Il commento La Siria impone a Beirut la «stabilità» iraniana

Niente suona più futile della parola «stabilità» usata ad abbondanza dall’inusuale duo saudita siriano mostratosi in visita a Beirut la settimana scorsa: Hezbollah si frega la mani, mentre cadono missili terroristi su Eilat in Israele e su Aqaba in Giordania, mentre su Hamas piomba un missile che fa 24 feriti di probabile provenienza Hezbollah, mentre palestinesi e israeliani si agitano sulla eventuale ripresa di colloqui. E insieme, strana coppia, si presentano a Beirut Abdullah, il re saudita, e Bashar Assad. il presidente siriano, per una perorazione comune che secondo loro dovrebbe salvare il Libano: «Chiediamo di non pubblicizzare le scoperte del tribunale incaricato di scoprire chi è l’assassino di Rafik Hariri, pena uno scontro micidiale che travolgerà il Libano». Insomma: salviamo Hezbollah, principale fonte di instabilità a Beirut.
Perché i due vengono insieme a tentare di bloccare le rivelazioni del tribunale di Antonio Cassese? I due rappresentano fronti opposti, Bashar Assad, amico intimo dell’Iran e suo tramite nell’armare di missili il maggiore braccio mediorentale di Ahmadinejad, Hezbollah, e anche nell’ospitare e aiutare l’altro migliore amico dei mullah, Hamas. Abdullah siede sulla sponda opposta, sia pure con le contraddizioni legate a una sua simpatia per il fondamentalismo islamico: egli è tuttavia parte basilare del fronte moderato sunnita anti-iraniano, amico dell’Egitto e della Giordania, sostenitore dell’egemonia americana. I due insieme costituiscono un’illusione di compattezza che potrebbe salvare il Libano da una guerra civile fra sunniti e sciiti, con l’inclusione di cristiani e drusi.
Perché guerra civile?
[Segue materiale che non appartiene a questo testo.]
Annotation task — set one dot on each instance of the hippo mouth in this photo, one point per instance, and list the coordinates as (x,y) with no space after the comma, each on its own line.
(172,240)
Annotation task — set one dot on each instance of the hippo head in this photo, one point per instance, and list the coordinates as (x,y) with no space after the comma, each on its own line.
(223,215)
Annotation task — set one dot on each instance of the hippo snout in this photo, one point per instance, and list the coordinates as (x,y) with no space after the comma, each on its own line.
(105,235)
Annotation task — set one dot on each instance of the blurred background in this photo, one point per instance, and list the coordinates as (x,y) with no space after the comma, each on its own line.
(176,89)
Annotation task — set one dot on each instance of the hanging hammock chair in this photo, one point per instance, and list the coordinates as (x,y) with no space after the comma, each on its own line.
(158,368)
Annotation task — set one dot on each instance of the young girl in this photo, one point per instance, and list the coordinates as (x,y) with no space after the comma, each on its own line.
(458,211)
Perché si sa che il tribunale è pronto con un’incriminazione da terremoto: il colpevole principale sarebbe infatti Mustafa Badr Al Din, alto rappresentante di Hezbollah, cugino e cognato del famoso terrorista Imad Mughniye eliminato nel febbraio 2008 probabilmente da Israele. Hezbollah verrebbe così di fatto indiziato dell’omicidio che uccise il capo sunnita, oppositore della Siria, amico dell’Occidente. La sua morte esacerbò i rapporti fra Damasco e Riad, di cui Hariri era amico. La rivolta che segnò la sua morte portò alla coalizione del 14 marzo e alla Rivoluzione dei Cedri e al ritiro siriano. Ma Bashar Assad ha mantenuto una presenza tramite il segretario generale del Partito di Dio, Nasrallah, grato dei continui rifornimenti d’armi e affratellato dal rapporto con l’Iran. Nasrallah è così forte in Libano che il figlio di Rafik, Saad Hariri, giovane, sballottato premier, ha richiesto al tribunale di rimandare ogni comunicazione sugli assassini del padre. Anzi, Nasrallah, in una rara conferenza stampa in cui raccontava di essersi incontrato con Hariri, confermava la sua presa sul governo: «Anche Hariri ha detto che semmai si tratterebbe di membri di Hezbollah sparsi, gente confusa che ha compiuto un’azione cui l’organizzazione è estranea». Ma le indagini del tribunale dicono, sembra, che si sia trattata di una imponente impresa che non potrebbe mai essere compiuta da personaggi casuali. Abdullah ha pensato di presentarsi con Assad a Beirut per suggerire un giuoco di recupero della Siria al fronte moderato, gradito agli Usa; e Assad suggerisce, vicino al saudita, un grande giuoco di potere filo iraniano. Insomma, due furbi autocrati.

Hariri sa che sarebbe spazzato via in un momento da uno scontro con Hezbollah. E i sauditi, che dovrebbero proteggerlo, sono là a proteggere la «stabilità» dando una mano all’omertà. Questo è quello che si prepara per il Libano: una stabilità iraniana, checché ne pensi l’Arabia Saudita.